A former Storm Financial adviser and Australian rugby league player has been permanently banned from providing financial services.
The Australian Securities and Investments Commission (ASIC) found Walter John (Wally) Fullerton-Smith’s conduct to be “very serious” and concluded that he had put his own interests ahead of those of his clients.
Fullerton-Smith, of Carrara, Queensland, a former Queensland and Australian rugby league player of the 1980s and 1990s, was a financial adviser with Storm Financial Ltd between May 2006 and June 2009 and is currently an authorised representative with AAA Financial Intelligence Ltd.
He played for the Saint George Dragons from 1987 to 1992 and played 12 State of Origin games for Queensland and eight tests for Australia.
An ASIC investigation found that between November 2007 and December 2010, Fullerton-Smith had failed to comply with a number of financial services laws.
Specifically, the regulator claims he breached the ‘client/planner’ relationship as the financial adviser for an elderly couple, in their 80s, by using their MLC investments as security for a margin loan taken out in the name of a trust of which he was the trustee and one of the beneficiaries while knowing they stood to lose their entire investment.
ASIC found he had engaged in misleading or deceptive conduct or conduct likely to mislead or deceive when procuring the elderly couple’s units in an MLC MasterKey Unit Trust as security for the trust margin loan account.
“It was implied the investment would be safe. This was false and a misrepresentation of the risks,” said ASIC in a statement.
Fullerton-Smith also did not pass on to his elderly clients $60,051 paid to him in error by the Commonwealth Bank as a settlement under the CBA Storm Resolution Scheme.
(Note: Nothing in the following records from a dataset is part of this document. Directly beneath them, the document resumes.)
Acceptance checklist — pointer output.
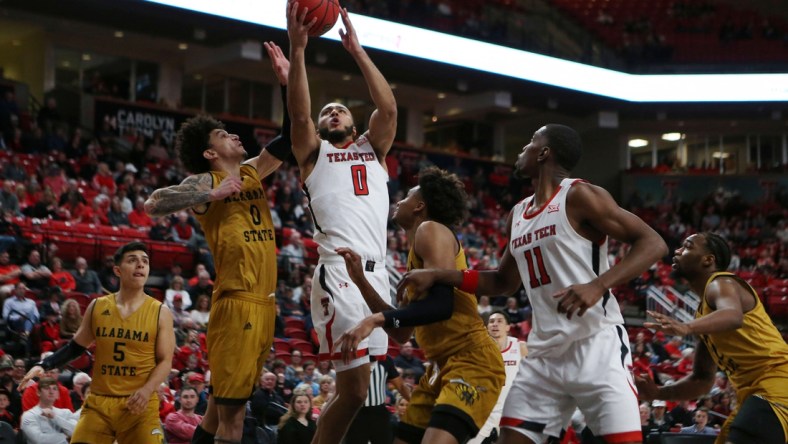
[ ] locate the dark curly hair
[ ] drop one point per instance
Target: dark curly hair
(192, 139)
(565, 143)
(444, 195)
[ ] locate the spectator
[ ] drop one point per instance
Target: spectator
(197, 380)
(48, 332)
(297, 425)
(204, 284)
(115, 216)
(660, 421)
(325, 391)
(61, 278)
(161, 229)
(103, 181)
(45, 423)
(408, 361)
(5, 402)
(180, 426)
(267, 404)
(19, 312)
(293, 253)
(35, 274)
(30, 397)
(700, 427)
(77, 394)
(8, 199)
(201, 311)
(138, 218)
(86, 281)
(484, 305)
(646, 422)
(9, 275)
(45, 207)
(70, 318)
(182, 230)
(110, 282)
(178, 313)
(176, 289)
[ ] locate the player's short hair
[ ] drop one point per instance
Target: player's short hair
(718, 247)
(500, 312)
(565, 143)
(444, 194)
(131, 246)
(193, 139)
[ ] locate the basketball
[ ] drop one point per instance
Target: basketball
(325, 11)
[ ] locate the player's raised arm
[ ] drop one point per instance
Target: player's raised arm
(280, 147)
(82, 339)
(592, 206)
(194, 192)
(299, 104)
(383, 121)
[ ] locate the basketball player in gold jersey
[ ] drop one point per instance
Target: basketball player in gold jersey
(134, 346)
(465, 375)
(737, 336)
(230, 203)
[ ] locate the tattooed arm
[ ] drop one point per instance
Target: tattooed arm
(194, 192)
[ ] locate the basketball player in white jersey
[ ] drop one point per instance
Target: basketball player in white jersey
(344, 176)
(512, 350)
(578, 351)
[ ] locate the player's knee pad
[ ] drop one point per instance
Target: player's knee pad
(408, 433)
(459, 428)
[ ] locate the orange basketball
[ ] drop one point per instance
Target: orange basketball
(325, 11)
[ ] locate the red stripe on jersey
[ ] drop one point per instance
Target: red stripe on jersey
(531, 216)
(624, 437)
(338, 356)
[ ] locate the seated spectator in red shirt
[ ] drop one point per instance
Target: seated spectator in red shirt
(5, 401)
(9, 275)
(182, 230)
(138, 217)
(673, 347)
(30, 396)
(685, 364)
(60, 277)
(104, 179)
(180, 425)
(166, 402)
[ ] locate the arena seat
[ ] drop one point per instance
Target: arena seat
(281, 345)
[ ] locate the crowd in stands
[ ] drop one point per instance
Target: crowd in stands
(62, 174)
(640, 31)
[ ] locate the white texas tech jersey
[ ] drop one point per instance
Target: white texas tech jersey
(551, 256)
(349, 200)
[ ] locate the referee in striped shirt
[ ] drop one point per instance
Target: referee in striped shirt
(373, 422)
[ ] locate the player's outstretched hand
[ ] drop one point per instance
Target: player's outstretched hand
(36, 372)
(647, 388)
(414, 283)
(279, 62)
(138, 401)
(579, 298)
(348, 342)
(348, 35)
(297, 30)
(229, 186)
(666, 324)
(353, 264)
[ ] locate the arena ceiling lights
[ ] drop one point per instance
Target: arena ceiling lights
(473, 54)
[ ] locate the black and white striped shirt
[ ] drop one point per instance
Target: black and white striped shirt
(380, 373)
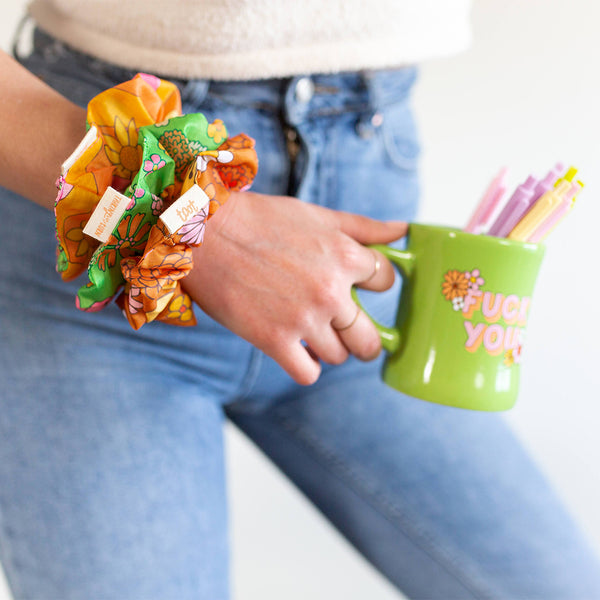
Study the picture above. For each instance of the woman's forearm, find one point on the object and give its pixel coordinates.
(39, 128)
“ASIC considers Mr Fullerton-Smith’s conduct to be very serious. He has not maintained the high standards expected of a provider of financial services in that he put his personal interests ahead of those of his clients and as a result caused them severe financial detriment,” said ASIC Commissioner Peter Kell.
Fullerton-Smith has the right to appeal to the Administrative Appeals Tribunal to seek a review of ASIC’s decision.
ASIC has been investigating a range of issues relating to the affairs of Storm Financial Limited since December 2008.
Why shouldn’t he be exposed, instead of people knowing him as a so called HERO of league? The same goes for any public figure who commits serious offences. What about the footballers involved in drug use, rapes, etc? Name and shame. Guilty as charged! If it wasn’t for diligent journalists like Andrew Starke, I wouldn’t even hear about the outcome of Mr WFS, as strangely enough, he stopped returning my calls.
Why are you tieing Mr Fullerton-smith’s conduct to a sport he played 20 years ago. The fact that he was an ex-rugby league player should be a secondary comment in your story, not the headline. Let’s not bring our professional media sources into the realms of the daily tabloids. Report it for what it is – a financial adviser allegedly doing the wrong things by his client.
Agreed, highly irrelevant to the story. May was well have mentioned whether he was a boy scout.
That said, how many people of questionable activities will AAA Financial Intelligence authorise: a number of Storm “advisers” including Anne O’Neill from Sydney, Faye Kotsis who has been profiled in Fairfax papers as running “unconscionable” property dealings, and possibly others.